Whew...that was a long day! One took about 13hours and one took about about 16hours and delayed dinner by 2 hours, but the family handled it well. Once they started eating it, they were happy they did. Both were spot on! I'm impressed with how the butcher's paper retains the bark!! But it sure did not help with the 3 hour stalls they want through. Both were probe tender at 205 and rested for min 2hours in a warmed cooler and 30min still wrapped on the counter. One family member is a certified KCBS judge so smokes are always a little pressure. Be he was impressed.
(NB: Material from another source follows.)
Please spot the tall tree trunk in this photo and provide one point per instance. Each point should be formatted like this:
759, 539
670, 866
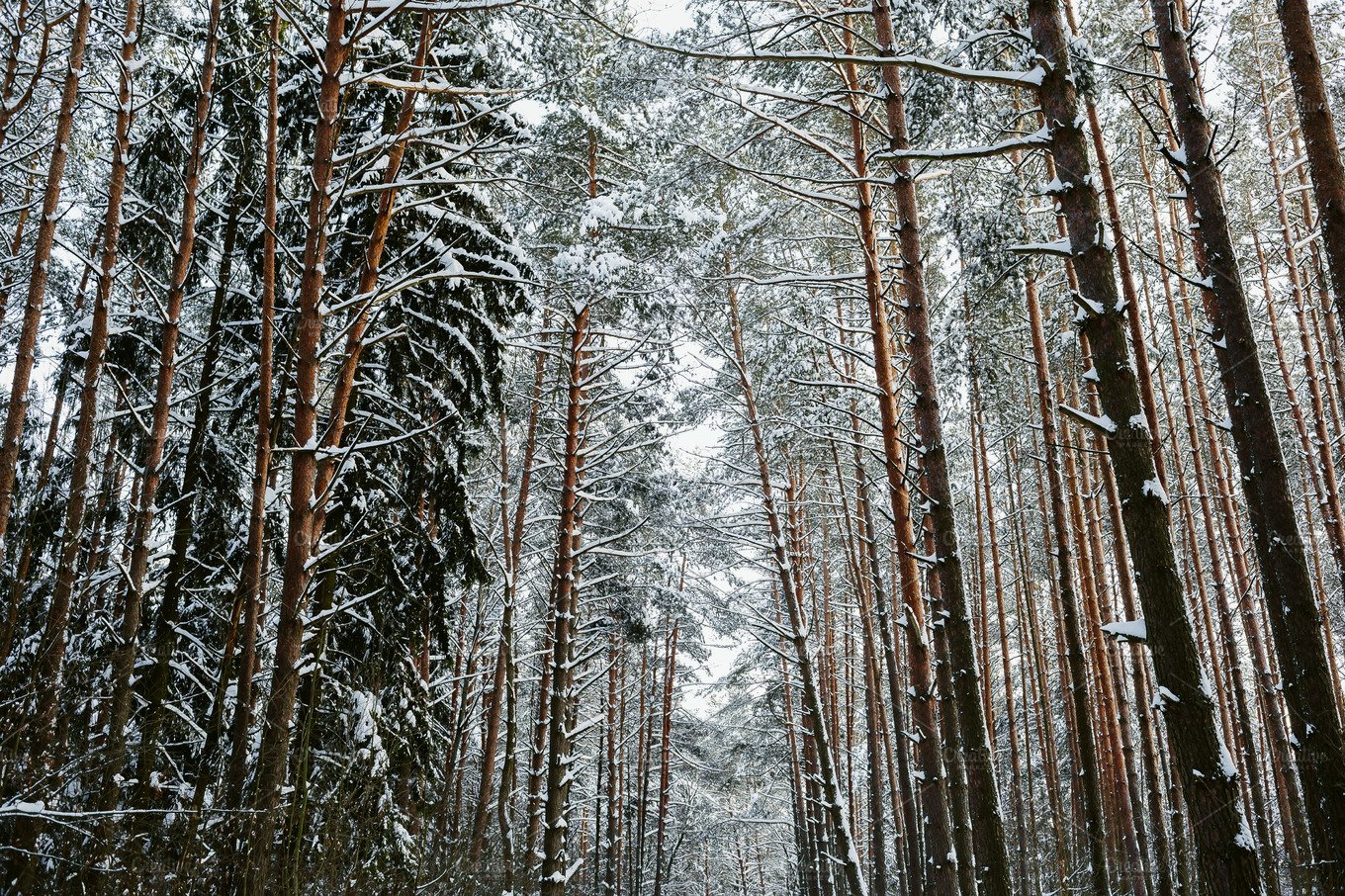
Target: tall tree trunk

Sorry never thought about pictures, but being up fro 24 hours who came blame me.


----------



## ohiogrown (May 28, 2017)

20170527_182810.jpg



__ ohiogrown
__ May 28, 2017


----------



## ohiogrown (May 28, 2017)

20170527_182818.jpg



__ ohiogrown
__ May 28, 2017


----------



## ohiogrown (May 28, 2017)

20170527_182807.jpg



__ ohiogrown
__ May 28, 2017


----------



## sportgd (May 28, 2017)

Great job! Nice pics


----------



## jangell2 (May 28, 2017)

I will be doing my first bracket tomorrow, or should I be starting tonight?  It's a half brisket, weighs about 4 lbs and will be smoking on my MES with the amnps.  Can I start the brisket at 8 in the morning and have it ready by 5pm?  What is the internal temperature I want to reach?  I've been cautioned not to put liquid in the water pan, is that ok with a brisket?


----------